02/21/2012 04:05:00 PM
By Renee Stern, Contributing Editor

The group, with a full-time manager, has collectively “done better than I could do it myself,” he says.

Good communication is key

Good communication and transparent operations for everyone involved are the key, says Susan Futrell, marketing director for Red Tomato, a Boston-based nonprofit that handles sales and distribution for about 40 Northeast growers.

“When you’re working in a network like this, you need to be accessible and open about your needs,” Futrell says.

Red Tomato is more decentralized than some groups, coordinating rather than owning warehouses and trucks.

The network includes growers with storage and hauling capacity but also taps outside trucking companies to help move produce directly from farms to retailers.

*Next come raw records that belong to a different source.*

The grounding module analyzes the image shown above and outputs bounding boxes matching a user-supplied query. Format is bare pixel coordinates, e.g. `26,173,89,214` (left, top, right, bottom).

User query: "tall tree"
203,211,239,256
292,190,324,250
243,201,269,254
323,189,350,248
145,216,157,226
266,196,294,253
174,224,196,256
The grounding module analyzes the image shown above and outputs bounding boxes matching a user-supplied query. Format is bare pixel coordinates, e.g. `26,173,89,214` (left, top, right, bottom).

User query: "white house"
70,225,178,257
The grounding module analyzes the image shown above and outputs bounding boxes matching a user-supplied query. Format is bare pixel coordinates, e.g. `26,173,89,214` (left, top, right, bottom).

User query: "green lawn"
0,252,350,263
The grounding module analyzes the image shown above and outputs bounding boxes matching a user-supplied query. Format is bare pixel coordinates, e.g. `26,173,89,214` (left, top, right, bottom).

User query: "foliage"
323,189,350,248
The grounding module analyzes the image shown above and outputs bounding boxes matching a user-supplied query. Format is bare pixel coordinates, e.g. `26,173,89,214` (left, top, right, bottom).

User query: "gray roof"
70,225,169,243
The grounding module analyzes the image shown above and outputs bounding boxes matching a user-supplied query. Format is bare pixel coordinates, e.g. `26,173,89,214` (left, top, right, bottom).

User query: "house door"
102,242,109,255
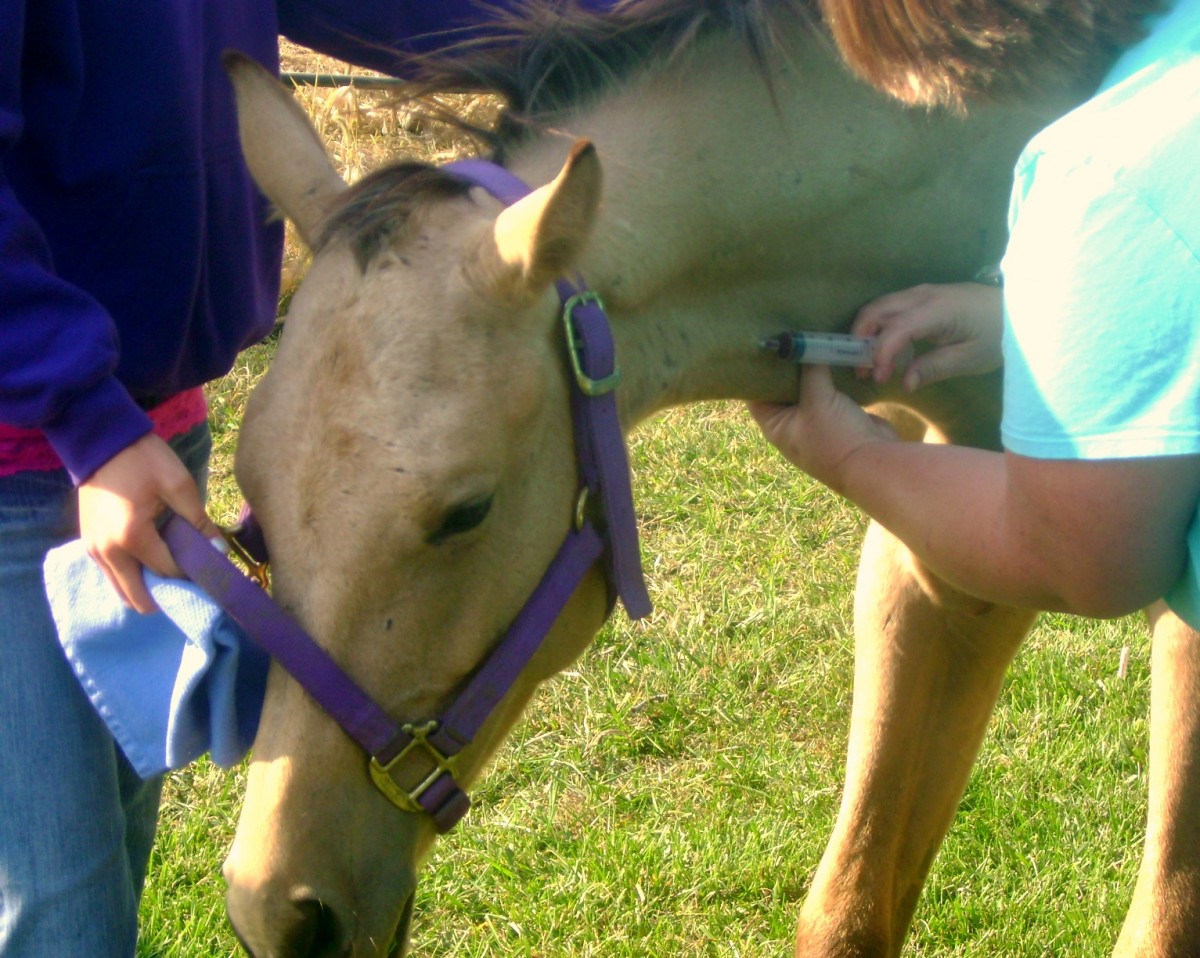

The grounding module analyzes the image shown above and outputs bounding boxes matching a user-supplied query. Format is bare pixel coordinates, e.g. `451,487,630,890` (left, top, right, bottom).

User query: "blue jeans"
0,425,211,958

That approach allows Red Tomato staff to concentrate on developing markets and servicing customers, Futrell says.

Maintaining quality standards across a group of growers is a critical requirement.

Whether the pool’s brand identifies individual farms on a package, such as with Red Tomato’s Eco Apple program, or aggregates everything under a single label such as Farmers Own, delivering inconsistent quality can sink collective efforts for everyone.

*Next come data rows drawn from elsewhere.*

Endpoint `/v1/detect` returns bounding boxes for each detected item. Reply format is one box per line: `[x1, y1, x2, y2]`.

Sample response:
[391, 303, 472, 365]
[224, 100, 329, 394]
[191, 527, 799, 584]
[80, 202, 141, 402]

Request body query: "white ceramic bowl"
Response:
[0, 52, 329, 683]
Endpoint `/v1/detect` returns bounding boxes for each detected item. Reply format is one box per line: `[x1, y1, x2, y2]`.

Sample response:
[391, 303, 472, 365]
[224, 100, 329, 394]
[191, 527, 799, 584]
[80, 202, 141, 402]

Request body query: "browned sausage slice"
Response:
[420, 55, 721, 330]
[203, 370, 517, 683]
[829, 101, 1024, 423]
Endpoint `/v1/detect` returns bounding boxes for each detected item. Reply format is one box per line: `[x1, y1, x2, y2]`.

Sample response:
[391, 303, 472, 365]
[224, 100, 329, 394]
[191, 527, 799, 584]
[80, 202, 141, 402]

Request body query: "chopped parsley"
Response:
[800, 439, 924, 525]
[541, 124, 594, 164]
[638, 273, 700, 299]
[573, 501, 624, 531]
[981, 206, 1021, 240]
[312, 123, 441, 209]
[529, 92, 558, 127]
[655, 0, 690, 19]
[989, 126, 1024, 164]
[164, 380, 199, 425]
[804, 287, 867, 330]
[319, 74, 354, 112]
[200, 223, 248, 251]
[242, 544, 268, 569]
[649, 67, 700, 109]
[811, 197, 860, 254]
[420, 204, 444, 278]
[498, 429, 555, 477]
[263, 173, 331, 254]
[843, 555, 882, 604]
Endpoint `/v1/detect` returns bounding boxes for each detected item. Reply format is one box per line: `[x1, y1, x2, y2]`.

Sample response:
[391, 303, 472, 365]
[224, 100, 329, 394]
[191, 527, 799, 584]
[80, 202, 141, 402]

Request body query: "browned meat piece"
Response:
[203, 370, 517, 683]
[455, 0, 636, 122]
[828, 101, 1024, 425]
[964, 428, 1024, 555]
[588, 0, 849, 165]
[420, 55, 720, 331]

A strong reputation for consistent, highquality produce has helped the Tuscarora co-op grow from $30,000 in annual sales to $3 million today, Crawford says.

Tuscarora requires members to follow an 18-page set of quality standards covering not only individual crops but also on-farm packaging, says general manager Jeff Taylor.

A committee of staff and member growers establishes the guidelines.

Members also sign on to a “commitment chart,” a spreadsheet projecting a certain number of boxes per week for so many weeks of each item they offer the co-op.

“They commit to growing that, and we commit to selling it,” Taylor says.

Slow and steady wins the race

Another potential hazard lies in aiming too high too soon.

A slow, steady growth curve is more sustainable for the long run, Crawford says.

That’s a lesson taken to heart at Pilot Mountain Pride, a public-private partnership that opened in 2010 to encourage new crops in tobacco-growing Surry County, N.C., and seven neighboring counties along the Virginia border.

The other aims, says Surry County Extension director Bryan Cave, include meeting a demand for local food and infusing new blood into the ranks of farmers nearing retirement.